Fig. 1.

Wg is endocytosed apically devoid of its signaling receptor, DFz2. (A) Endocytic assay: Surface distribution of Wg and DFz2 evaluated by incubating fluorescently labeled primary antibodies (Ab*) A568-anti-Wg, A647-anti-DFz2 on ice (step 1) (Fig. S1C).
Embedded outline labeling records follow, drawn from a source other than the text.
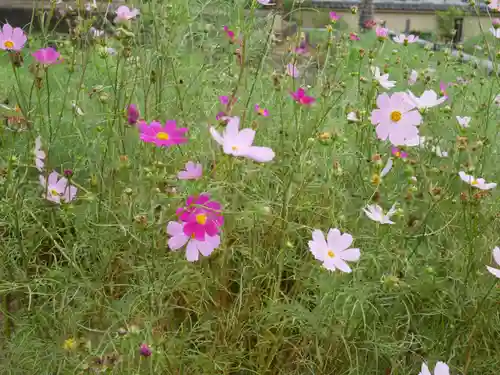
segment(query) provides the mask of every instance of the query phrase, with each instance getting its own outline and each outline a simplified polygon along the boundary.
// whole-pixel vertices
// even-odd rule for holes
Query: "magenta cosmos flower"
[[[397,92],[389,96],[384,93],[377,97],[377,107],[371,113],[370,120],[377,126],[377,136],[389,141],[394,146],[406,144],[408,139],[418,137],[417,126],[422,123],[422,116],[415,109],[407,95]]]
[[[0,32],[0,48],[4,51],[20,51],[26,43],[26,34],[19,28],[12,28],[8,23],[3,25]]]
[[[115,22],[116,23],[123,23],[127,22],[139,15],[139,9],[130,9],[126,5],[121,5],[118,7],[116,10],[116,17],[115,17]]]
[[[36,61],[43,65],[59,64],[62,61],[61,54],[52,47],[40,48],[31,55],[36,59]]]
[[[199,241],[205,235],[215,236],[224,223],[221,204],[211,200],[208,193],[190,196],[186,206],[178,208],[176,214],[185,223],[184,234]]]
[[[149,125],[146,122],[141,122],[139,131],[144,142],[154,143],[157,146],[170,147],[187,142],[184,134],[188,129],[178,128],[175,120],[167,120],[165,125],[158,121],[153,121]]]
[[[316,101],[316,99],[314,99],[312,96],[306,95],[306,90],[304,90],[302,87],[299,87],[295,92],[292,91],[290,95],[292,96],[293,100],[303,105],[311,105]]]
[[[222,146],[225,154],[249,158],[262,163],[274,159],[274,151],[269,147],[253,146],[255,130],[250,128],[239,130],[240,118],[235,116],[228,119],[228,124],[222,135],[213,126],[210,127],[210,134]]]
[[[188,161],[186,163],[186,169],[184,171],[180,171],[177,174],[177,178],[179,180],[197,180],[201,178],[202,174],[203,174],[203,167],[201,164]]]
[[[129,125],[135,125],[137,123],[137,120],[139,120],[139,109],[135,104],[130,104],[127,107],[127,121]]]
[[[71,202],[78,191],[75,186],[69,184],[66,177],[59,178],[59,173],[56,171],[49,174],[47,180],[45,176],[40,175],[40,184],[46,189],[44,198],[57,204],[61,201]]]
[[[269,116],[269,111],[265,108],[262,108],[258,104],[255,104],[255,112],[257,112],[257,114],[264,116],[264,117]]]
[[[348,233],[340,233],[338,229],[330,229],[327,238],[319,229],[312,233],[312,241],[309,241],[309,250],[313,256],[323,262],[323,267],[329,271],[337,269],[342,272],[352,272],[347,261],[359,260],[359,249],[349,248],[352,244],[352,236]]]
[[[220,246],[220,235],[205,236],[205,239],[200,241],[191,236],[186,235],[184,231],[185,223],[178,223],[171,221],[167,225],[167,233],[172,236],[168,240],[168,247],[176,251],[187,244],[186,246],[186,259],[189,262],[195,262],[199,259],[200,254],[209,256],[212,252]]]

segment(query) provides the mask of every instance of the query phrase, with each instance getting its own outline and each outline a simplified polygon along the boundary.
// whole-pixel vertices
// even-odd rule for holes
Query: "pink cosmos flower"
[[[229,38],[229,40],[230,40],[231,42],[234,42],[235,37],[236,37],[236,34],[234,33],[234,31],[233,31],[233,30],[231,30],[231,29],[230,29],[229,27],[227,27],[227,26],[224,26],[224,27],[223,27],[223,29],[224,29],[224,32],[226,33],[227,37]]]
[[[26,34],[19,28],[12,28],[8,23],[3,25],[0,32],[0,49],[4,51],[20,51],[26,44]]]
[[[170,147],[187,142],[184,134],[188,129],[178,128],[175,120],[167,120],[165,125],[158,121],[153,121],[148,125],[143,121],[139,124],[139,131],[144,142],[154,143],[157,146]]]
[[[261,163],[274,159],[274,151],[269,147],[252,146],[255,130],[250,128],[239,130],[239,127],[240,118],[229,117],[222,135],[213,126],[210,127],[210,134],[222,146],[225,154],[249,158]]]
[[[352,41],[357,41],[357,40],[360,40],[361,38],[358,36],[358,34],[350,32],[349,33],[349,39],[352,40]]]
[[[34,153],[36,169],[42,172],[43,167],[45,167],[45,151],[42,150],[42,138],[40,136],[36,137]]]
[[[296,92],[292,91],[290,95],[292,96],[293,100],[303,105],[311,105],[316,101],[316,99],[314,99],[312,96],[307,96],[306,90],[304,90],[302,87],[298,88]]]
[[[139,109],[135,104],[130,104],[127,107],[127,121],[129,125],[135,125],[137,123],[137,120],[139,120]]]
[[[257,114],[264,116],[264,117],[269,116],[269,111],[265,108],[262,108],[258,104],[255,104],[255,112],[257,112]]]
[[[407,152],[405,152],[403,150],[400,150],[397,147],[392,147],[391,148],[391,154],[394,155],[397,158],[400,158],[400,159],[406,159],[408,157],[408,153]]]
[[[292,77],[292,78],[299,78],[300,77],[300,72],[297,69],[297,66],[295,64],[289,63],[286,66],[286,73]]]
[[[139,15],[139,9],[130,9],[126,5],[121,5],[116,10],[115,23],[127,22]]]
[[[404,44],[406,46],[408,44],[415,43],[418,40],[418,36],[415,36],[413,34],[410,35],[400,34],[392,38],[392,40],[394,40],[398,44]]]
[[[379,139],[389,138],[394,146],[399,146],[418,137],[417,126],[422,123],[422,116],[414,110],[415,105],[405,93],[381,94],[377,97],[377,107],[372,111],[370,120],[377,126]]]
[[[330,20],[332,22],[337,22],[340,19],[340,16],[336,12],[330,12]]]
[[[31,55],[43,65],[59,64],[62,61],[61,54],[52,47],[40,48]]]
[[[208,193],[188,197],[186,206],[179,207],[176,215],[186,223],[184,233],[199,241],[205,239],[205,234],[215,236],[224,223],[221,204],[210,200]]]
[[[377,35],[377,38],[379,38],[380,40],[387,39],[387,37],[389,36],[389,29],[385,27],[377,27],[375,29],[375,34]]]
[[[167,233],[172,236],[168,240],[168,247],[176,251],[187,244],[186,259],[189,262],[195,262],[199,259],[200,253],[203,256],[209,256],[220,246],[220,235],[205,236],[205,239],[200,241],[184,233],[184,223],[171,221],[167,225]]]
[[[312,233],[312,241],[309,241],[309,250],[313,256],[323,262],[327,270],[352,272],[346,261],[356,262],[359,260],[359,249],[349,248],[352,244],[352,236],[348,233],[341,234],[338,229],[330,229],[325,241],[325,235],[319,229]]]
[[[197,180],[201,178],[202,174],[203,174],[203,167],[201,164],[188,161],[186,163],[186,170],[177,173],[177,178],[179,180]]]
[[[40,175],[40,184],[46,189],[43,194],[44,198],[57,204],[60,204],[61,201],[71,202],[75,199],[78,191],[75,186],[69,184],[66,177],[59,178],[59,173],[56,171],[49,174],[47,181],[45,176]]]

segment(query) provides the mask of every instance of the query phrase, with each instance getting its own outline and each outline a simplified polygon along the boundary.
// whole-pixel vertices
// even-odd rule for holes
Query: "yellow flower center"
[[[392,122],[398,122],[399,120],[401,120],[401,112],[399,111],[392,111],[391,112],[391,121]]]
[[[170,136],[168,135],[168,133],[158,132],[156,133],[156,139],[159,139],[160,141],[168,141],[170,139]]]
[[[207,215],[205,214],[196,215],[196,222],[200,225],[205,225],[205,223],[207,222]]]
Surface-labeled wing discs are incubated at room temperature for 3–5 min with Ab* and Dex to image early endosomes (step 2) and acid washed to remove the Ab* left at the surface (step 3; see B–D), followed by chase in media without Ab* (step 4; see E and F). (B–F) Apical (B, Upper) and basal (B, Lower) confocal sections of control (w¹¹¹⁸) wing discs shows “5-min pulse” endosomes (B) and the medial plane of w¹¹¹⁸ wing discs shows “5-min pulse and 10-min chase” endosomes (E) of Dex (blue), Wg (red), and DFz2 (green). YZ (B′/E′) and XZ (B″/E″) sections (along yellow lines in B and E) are oriented apical to basal (a → b). Regions (*) from B and E are magnified in C, D, and F. Boxed regions (C, D, and F) are magnified (∼1.5×) and shown below with indicated probes in the color outlines. Images have been rotated (B–D), background-subtracted, and median-filtered with intensities appropriately scaled. Wg and Dex colocalize extensively in apical endosomes, whereas DFz2 endosomes are predominantly found basally, yet separate from Dex endosomes 5-min postinternalization. With time, all three colocalize in a common endosome in more medial planes. (Scale bars, 50 μm in B and E and 10 μm in C, D, and F.)